Personally I agree that the numbers correlating to some kind of proficiency for inflected languages seem way too low for inflected languages, based on my own experience in Russian and in several non-inflected languages. However, I don’t think that the number of case endings/declensions in Russian and various imperfective and perfective verb conjugations in Russian (for example) are the main concern.

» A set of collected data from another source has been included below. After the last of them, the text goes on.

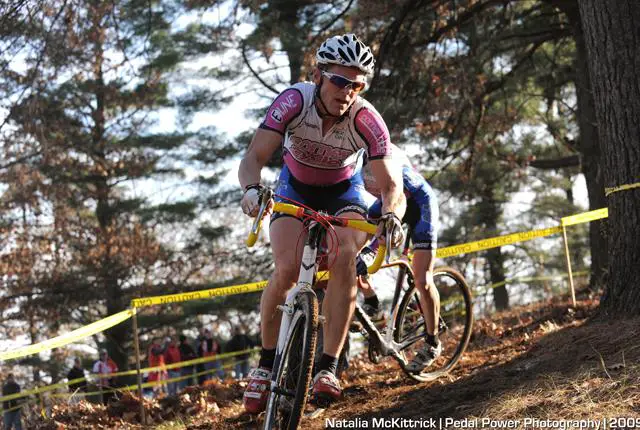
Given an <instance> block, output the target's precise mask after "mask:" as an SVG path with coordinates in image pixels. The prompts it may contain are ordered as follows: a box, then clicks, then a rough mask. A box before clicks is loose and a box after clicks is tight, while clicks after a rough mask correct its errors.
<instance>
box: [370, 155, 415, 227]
mask: <svg viewBox="0 0 640 430" xmlns="http://www.w3.org/2000/svg"><path fill="white" fill-rule="evenodd" d="M370 165H371V173H372V174H373V177H374V178H375V180H376V183H377V184H378V186H379V187H380V194H381V196H382V213H383V214H385V213H388V212H393V213H394V214H395V215H396V216H397V217H398V218H399V219H402V217H403V216H404V212H405V210H406V209H407V201H406V199H405V197H404V192H403V184H402V168H401V166H400V164H399V163H397V162H396V161H394V160H393V159H391V158H383V159H379V160H371V161H370Z"/></svg>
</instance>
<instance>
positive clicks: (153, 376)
mask: <svg viewBox="0 0 640 430" xmlns="http://www.w3.org/2000/svg"><path fill="white" fill-rule="evenodd" d="M147 360H148V362H149V367H160V369H157V370H153V371H150V372H149V378H148V381H149V382H156V383H157V384H156V385H154V386H153V392H154V396H157V395H158V394H160V393H161V392H164V391H165V387H164V383H163V381H166V380H167V369H166V368H165V362H164V348H163V347H162V345H161V344H160V338H157V337H155V338H153V340H152V341H151V345H149V350H148V351H147Z"/></svg>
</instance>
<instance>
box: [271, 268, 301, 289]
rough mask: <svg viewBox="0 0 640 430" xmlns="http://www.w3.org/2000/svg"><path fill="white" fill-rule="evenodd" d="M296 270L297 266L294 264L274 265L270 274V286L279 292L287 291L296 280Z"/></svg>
mask: <svg viewBox="0 0 640 430" xmlns="http://www.w3.org/2000/svg"><path fill="white" fill-rule="evenodd" d="M297 272H298V267H296V266H295V264H279V265H276V267H275V269H274V271H273V275H271V280H272V282H271V285H270V287H271V288H272V289H276V290H278V291H280V292H286V291H288V290H289V289H290V288H291V287H292V286H293V284H294V283H295V282H296V276H297Z"/></svg>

Once one has a basic knowledge of all the cases in Russian which should be somewhere at LingQ’s B2 level, then I would find it odd that intermediate students would make lingQs for regular nouns, adjectives and pronouns in each and every one of their case variations. Certainly I don’t and would only do so for an irregular form of a noun/adjective. I suppose I could, but if I understood the word in the given context (that is, in a specific case), what’s the point? To merely inflate the number of lingQs and then in turn “known” words? While some may do this, I personally care about what I understand (1) in a given context and (2) whether I know the word/phrase well enough to use it independently in conversation. The number of LingQs says nothing about the second which is my primary goal.
Similarly, for verbs, while in Russian there are imperfective and perfective forms for most verbs, in the Romance languages there are more verb tenses and six conjugations for each – that is, many more verb forms than exist in Russian. Again, I can’t imagine anyone making LingQs of regular verb forms in every conjugated form once one is at the intermediate level.
Yet Russian still has considerable challenges relating to grammar. It doesn’t merely have cases applied to nouns, but additionally to adjectives and pronouns which do not match in spelling the way adjectives agree with the nouns they modify in the Romance languages. Moreover, in Russian, different verbs and prepositions take different cases, with corresponding different meanings. Proper names and numbers are also declined. Which number is used affects the declension of the nouns that follow (e.g., 2,3,4 + noun is different than 5, 6,7, 8, 9 + noun). Thus, the difficulty is not merely that the ending of the noun, adjective and pronoun is spelled differently, but when that changes (some prepositions can be used with more than one case ending but this changes the meaning).
All this makes Russian grammar vastly more difficult for non-Slavic speakers. Learning the infinitive of a regular verb or the nominative case of a noun and adjective is easy. However, one cannot understand text or speech or say anything comprehensible without knowing which form of a noun or verb is appropriate in a given context.
Thus, for me personally, the “advanced” number of words I know on LingQ is not an accurate assessment of my ability to use the language. My skills in (1) reading, (2) writing, (3) listening, and (4) speaking are all different with my best ability being in reading and my worst, speaking. Right now, I am specifically working on improving my listening and speaking but that won’t be reflected in the number of words “known” on LingQ.
BTW, the US State Department’s assessment of words needed for proficiency in various languages counts “word families,” not individual words. Thus, all declensions of a single noun count as a single word as do all conjugations of a single verb. Verb forms of nouns are also a single word as are similar adjective and adverbs. How one counts this practically, I have no idea.
At best, the LingQ number probably correlates more to one’s reading comprehension and is motivational since one can see it increase. Yet to what extent one’s reading knowledge is applicable to other language skills remains dependent on the efforts of each learner.